Título: O Ipea e a estimativa do PIB
Autor: Antonio Delfim Netto
Fonte: Valor Econômico, 15/03/2005, Brasil, p. A2

Falando francamente, a nova estimativa do Ipea que reduz o crescimento do PIB em 2005 para 3,5% deve ser vista com muito cuidado. As estimativas do PIB de 2004, feitas pelo mercado financeiro no primeiro trimestre do ano (com raríssimas exceções) não passavam de 3,5% inclusive a do Ipea, que era de 3,4%, como se vê na tabela. Os erros (sistemáticos) são imensos. No Boletim nº 66, de setembro, com dados conhecidos até agosto (3/4 do ano), a estimativa do Ipea para o crescimento para o ano ainda era de 4,6% (com erro relativo de 12%). Todos sabemos que as estimativas do PIB são sempre muito difíceis, mas deve haver alguma razão objetiva (ou talvez subjetiva) para a estimativa de 3,5%.

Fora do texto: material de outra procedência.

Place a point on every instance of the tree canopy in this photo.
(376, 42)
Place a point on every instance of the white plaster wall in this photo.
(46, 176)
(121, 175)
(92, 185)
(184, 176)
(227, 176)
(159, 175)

A tabela anterior mostra que nos três últimos trimestres, a velocidade de cruzeiro do PIB foi de 5,5%. A redução do crescimento no quarto trimestre sobre o seu homólogo do ano anterior é estacional e fato mais do que corriqueiro. Um crescimento de 5,5% ao longo de nove meses deveria ter produzido uma tremenda aceleração da inflação se o metafísico "produto potencial" fosse mesmo de 3,5% como sempre afirmou o Banco Central, secundado por inúmeros tarometristas. A tabela abaixo compara o crescimento e a taxa de inflação nos últimos dois anos recusando tal hipótese.

A partir de setembro o Copom passou a aumentar mensalmente a taxa Selic. Desde então ela foi elevada em 275 pontos-base, ou seja, 2,75% (de 16% para 18,75%). Um fato curioso (mas sem maior importância) é que se olharmos para os países que contam na economia mundial desde junho de 2004, trata-se do segundo maior aumento do mundo (o México foi o primeiro). A primeira justificativa dos que crêem (no sentido augustiniano) que o "produto potencial" é um número fixo e econometricamente apalpável (quer por um "filtro", seja ele qual for, ou por uma função de produção, seja ela qual for) é que aquele resultado só foi possível porque existia "capacidade ociosa", o que é verdade. Mais verdadeiro, ainda, é a existência em todas as empresas do que Henry Leibenstein chamou de X-Efficiency. O equilíbrio da empresa não se faz naturalmente com a maior eficiência técnica, com a minimização dos custos ou a maximização da receita líquida, mas por uma "acomodação dos trabalhadores no nível de esforço que lhes dá algum conforto". É por isso que o empresário (que não existe nos "filtros" ou na "função de produção") faz a diferença. Respondendo ao estímulo contemporâneo da demanda, ele eleva o grau de controle (eleva a produtividade homem/hora) e, dependendo da perspectiva de continuidade da demanda no futuro (que ultrapassará sua capacidade de "arranjo interno") ele iniciará novo investimento.

Qual será o crescimento de 2005, depende de inúmeros fatores internos e externos. Uma economia crescendo à "velocidade de cruzeiro" de 5% com enorme possibilidade de aumentar suas importações, com a mobilização creditícia recém-criada, com a melhoria do salário, da renda global e com a melhoria dos investimentos, só aterrissará em 3,8% (como parecem sugerir o Ipea e o Copom) se for cortado o seu combustível pela política interna de juros ou um acidente externo. Greenspan aumenta o juro cuidadosamente para atingir o juro real de equilíbrio que mantém a economia americana crescendo a 4%; Meirelles aumenta o juro porque acredita que não podemos crescer mais do que 3,5%. São duas concepções absolutamente antagônicas.